Poorly Soluble Particles / Lung Overload
Chemicals Programme Manager Henk Vrijhof
Administrative Assistant Sonia Pulinckx
Background
The majority of data on respiratory effects of inhaled poorly soluble particles (PSP) stems from rat inhalation studies. This relates to the rat-specific effect pattern of 'lung overload' for the inhalation toxicity of PSP. The relevance of the rat as a model for the assessment of repeated exposure to PSP for humans has been questioned by a number of analyses since the rat was shown to be particular sensitive towards these effects compared to other rodents, non-human primates and humans. The last comprehensive review was developed in the year 2000 by the ILSI Risk Sciences Institute.

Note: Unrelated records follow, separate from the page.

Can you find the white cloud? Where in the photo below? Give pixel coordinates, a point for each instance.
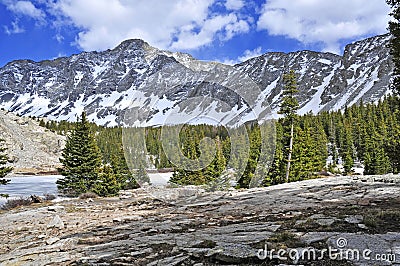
(250, 54)
(234, 4)
(25, 8)
(227, 25)
(15, 28)
(172, 24)
(325, 22)
(245, 56)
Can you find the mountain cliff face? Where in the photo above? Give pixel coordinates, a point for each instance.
(159, 85)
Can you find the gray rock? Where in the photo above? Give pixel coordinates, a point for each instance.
(354, 219)
(56, 208)
(56, 223)
(52, 240)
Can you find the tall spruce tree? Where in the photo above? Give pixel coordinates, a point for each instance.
(394, 28)
(288, 108)
(81, 159)
(4, 170)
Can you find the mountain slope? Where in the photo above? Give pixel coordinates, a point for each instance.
(31, 148)
(161, 85)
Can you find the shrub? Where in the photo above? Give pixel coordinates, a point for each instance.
(88, 195)
(14, 203)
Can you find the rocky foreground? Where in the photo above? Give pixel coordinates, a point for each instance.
(343, 220)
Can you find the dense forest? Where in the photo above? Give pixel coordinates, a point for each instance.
(363, 133)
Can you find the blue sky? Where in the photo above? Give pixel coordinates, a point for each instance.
(228, 31)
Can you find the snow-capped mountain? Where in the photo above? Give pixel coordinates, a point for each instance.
(158, 87)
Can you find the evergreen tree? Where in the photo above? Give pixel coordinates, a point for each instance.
(288, 108)
(4, 170)
(141, 175)
(81, 159)
(394, 28)
(106, 184)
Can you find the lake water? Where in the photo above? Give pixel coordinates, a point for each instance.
(24, 186)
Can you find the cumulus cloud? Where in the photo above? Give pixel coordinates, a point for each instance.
(234, 4)
(14, 29)
(172, 24)
(25, 8)
(324, 22)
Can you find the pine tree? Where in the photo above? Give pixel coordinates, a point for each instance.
(4, 170)
(394, 28)
(288, 108)
(81, 159)
(141, 175)
(106, 183)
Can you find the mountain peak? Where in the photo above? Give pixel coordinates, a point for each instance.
(133, 44)
(104, 84)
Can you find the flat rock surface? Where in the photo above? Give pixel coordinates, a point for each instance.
(152, 226)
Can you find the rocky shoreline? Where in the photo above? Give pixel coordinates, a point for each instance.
(187, 226)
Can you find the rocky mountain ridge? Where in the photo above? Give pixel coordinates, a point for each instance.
(160, 84)
(32, 149)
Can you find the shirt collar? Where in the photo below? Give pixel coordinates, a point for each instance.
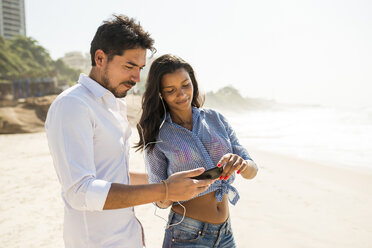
(195, 114)
(93, 86)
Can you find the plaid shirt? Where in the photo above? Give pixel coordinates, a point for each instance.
(180, 149)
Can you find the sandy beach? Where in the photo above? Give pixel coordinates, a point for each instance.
(291, 203)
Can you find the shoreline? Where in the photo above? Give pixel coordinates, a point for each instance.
(291, 203)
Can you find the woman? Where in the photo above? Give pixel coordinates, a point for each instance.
(177, 135)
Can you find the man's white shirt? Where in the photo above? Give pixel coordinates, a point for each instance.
(88, 132)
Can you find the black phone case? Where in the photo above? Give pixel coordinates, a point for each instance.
(210, 174)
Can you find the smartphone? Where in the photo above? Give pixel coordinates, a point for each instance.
(210, 174)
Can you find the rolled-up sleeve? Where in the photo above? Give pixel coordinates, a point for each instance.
(70, 132)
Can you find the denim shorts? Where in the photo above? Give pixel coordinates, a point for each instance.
(195, 233)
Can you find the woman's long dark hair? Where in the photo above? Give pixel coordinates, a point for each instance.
(152, 108)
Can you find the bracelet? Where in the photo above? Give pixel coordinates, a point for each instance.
(166, 190)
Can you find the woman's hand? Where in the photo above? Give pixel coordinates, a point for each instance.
(247, 168)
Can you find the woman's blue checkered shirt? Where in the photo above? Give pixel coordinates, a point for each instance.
(181, 149)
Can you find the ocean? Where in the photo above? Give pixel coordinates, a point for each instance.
(341, 137)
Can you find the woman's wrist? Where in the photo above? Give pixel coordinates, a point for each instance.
(251, 170)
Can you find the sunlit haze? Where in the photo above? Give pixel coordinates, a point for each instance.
(314, 52)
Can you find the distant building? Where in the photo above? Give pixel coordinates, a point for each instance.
(12, 18)
(78, 61)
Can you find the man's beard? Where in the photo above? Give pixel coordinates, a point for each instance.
(106, 83)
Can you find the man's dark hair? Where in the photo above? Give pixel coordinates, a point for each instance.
(118, 34)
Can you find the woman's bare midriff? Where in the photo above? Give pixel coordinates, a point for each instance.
(205, 208)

Although the 'lung overload' phenomena is known for a long time, it has recently become more prominent for the derivation of DNEL under REACH registrations, setting of exposure limits, and for classification and labelling under the Globally Harmonized System of Classification and Labelling of Chemicals (GHS) . The United Nations Sub-Committee of Experts on GHS in 2009 requested further input has been requested from industry.
Terms of reference
- Discuss new information on lung effects and mechanistic interpretation of lung overload in humans and animals (rodents and non-rodents).

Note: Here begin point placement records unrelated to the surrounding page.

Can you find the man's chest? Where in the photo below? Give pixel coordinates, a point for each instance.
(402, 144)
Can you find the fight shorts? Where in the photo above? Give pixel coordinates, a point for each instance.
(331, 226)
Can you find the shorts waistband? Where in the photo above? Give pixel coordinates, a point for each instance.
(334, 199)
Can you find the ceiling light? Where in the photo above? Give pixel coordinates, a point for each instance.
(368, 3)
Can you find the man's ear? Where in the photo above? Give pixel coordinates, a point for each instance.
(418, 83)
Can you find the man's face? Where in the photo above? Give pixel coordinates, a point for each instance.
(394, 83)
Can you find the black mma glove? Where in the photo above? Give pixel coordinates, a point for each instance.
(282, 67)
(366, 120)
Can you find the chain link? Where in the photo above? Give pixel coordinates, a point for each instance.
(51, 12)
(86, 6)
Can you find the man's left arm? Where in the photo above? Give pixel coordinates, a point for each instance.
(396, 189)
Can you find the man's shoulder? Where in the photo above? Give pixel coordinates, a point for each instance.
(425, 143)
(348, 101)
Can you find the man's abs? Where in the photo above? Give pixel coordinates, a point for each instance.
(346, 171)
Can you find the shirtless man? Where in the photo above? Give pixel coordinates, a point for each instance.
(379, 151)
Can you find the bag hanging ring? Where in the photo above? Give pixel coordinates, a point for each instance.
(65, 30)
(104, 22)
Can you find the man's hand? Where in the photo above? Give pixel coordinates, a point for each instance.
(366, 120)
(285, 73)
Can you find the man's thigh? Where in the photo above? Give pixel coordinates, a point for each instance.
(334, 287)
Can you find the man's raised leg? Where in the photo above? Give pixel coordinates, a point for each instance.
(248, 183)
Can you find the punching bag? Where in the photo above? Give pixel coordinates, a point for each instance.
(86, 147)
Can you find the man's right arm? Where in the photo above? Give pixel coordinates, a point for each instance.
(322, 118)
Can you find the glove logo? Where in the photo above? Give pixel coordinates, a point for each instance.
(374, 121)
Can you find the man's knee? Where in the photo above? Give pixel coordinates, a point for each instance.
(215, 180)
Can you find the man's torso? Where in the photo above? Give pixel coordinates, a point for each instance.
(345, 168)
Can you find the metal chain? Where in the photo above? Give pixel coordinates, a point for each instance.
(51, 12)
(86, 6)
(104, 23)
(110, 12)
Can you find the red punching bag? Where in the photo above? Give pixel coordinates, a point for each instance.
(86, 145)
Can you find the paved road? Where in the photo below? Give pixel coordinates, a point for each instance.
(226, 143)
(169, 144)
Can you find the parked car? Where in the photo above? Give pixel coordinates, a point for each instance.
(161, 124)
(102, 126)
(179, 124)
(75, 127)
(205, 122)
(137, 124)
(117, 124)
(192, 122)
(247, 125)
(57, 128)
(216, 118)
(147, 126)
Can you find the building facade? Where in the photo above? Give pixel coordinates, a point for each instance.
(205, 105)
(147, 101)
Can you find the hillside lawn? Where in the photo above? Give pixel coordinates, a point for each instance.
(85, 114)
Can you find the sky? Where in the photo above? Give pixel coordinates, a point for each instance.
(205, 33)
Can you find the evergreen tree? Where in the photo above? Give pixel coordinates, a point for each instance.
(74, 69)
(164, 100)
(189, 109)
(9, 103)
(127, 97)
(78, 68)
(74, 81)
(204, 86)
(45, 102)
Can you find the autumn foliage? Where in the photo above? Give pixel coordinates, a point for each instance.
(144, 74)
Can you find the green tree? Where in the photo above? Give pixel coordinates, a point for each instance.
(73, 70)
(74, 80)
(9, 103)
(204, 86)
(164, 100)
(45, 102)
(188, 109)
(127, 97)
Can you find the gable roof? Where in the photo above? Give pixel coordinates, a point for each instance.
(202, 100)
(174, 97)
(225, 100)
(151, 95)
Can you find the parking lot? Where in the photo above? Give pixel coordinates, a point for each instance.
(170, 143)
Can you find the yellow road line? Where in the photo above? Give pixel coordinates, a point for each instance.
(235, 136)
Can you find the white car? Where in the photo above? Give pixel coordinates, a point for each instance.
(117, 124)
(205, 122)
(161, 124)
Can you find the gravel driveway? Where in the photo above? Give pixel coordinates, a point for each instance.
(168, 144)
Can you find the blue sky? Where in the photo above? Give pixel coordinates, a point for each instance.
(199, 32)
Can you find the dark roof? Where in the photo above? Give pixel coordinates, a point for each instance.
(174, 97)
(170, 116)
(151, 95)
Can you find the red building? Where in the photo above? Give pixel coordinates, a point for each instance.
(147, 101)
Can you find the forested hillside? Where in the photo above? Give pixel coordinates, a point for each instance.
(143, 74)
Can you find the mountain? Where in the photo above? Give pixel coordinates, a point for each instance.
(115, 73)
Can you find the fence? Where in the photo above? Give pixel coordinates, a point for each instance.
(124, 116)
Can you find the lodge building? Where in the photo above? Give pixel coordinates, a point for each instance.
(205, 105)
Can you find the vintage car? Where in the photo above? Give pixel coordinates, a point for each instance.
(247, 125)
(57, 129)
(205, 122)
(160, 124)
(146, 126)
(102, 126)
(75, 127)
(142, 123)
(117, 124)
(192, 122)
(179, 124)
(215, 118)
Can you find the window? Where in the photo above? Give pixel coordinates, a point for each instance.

- Identify and agree on parameters that characterise lung overload (parameters for animals and humans separate).
- Compare effect levels from animal studies to realistic worker exposure (e.g. deposited dose for humans) on a quantitative basis.
- Review relevance of existing/new epidemiology studies with regard to observed experimental and human respiratory effects.
- Elaborate on the possibility to include possible “lung overload‘ effects from nanomaterial inhalation studies in a separate section of the report (to consider here is that many nanomaterial studies are done via “instillation‘ instead of “inhalation‘ which is a complicating factor).
- Give consideration to the organisation of a workshop to discuss the relevance of rat lung overload for humans in terms of e.g. classification and labelling, and the derivation of DNEL.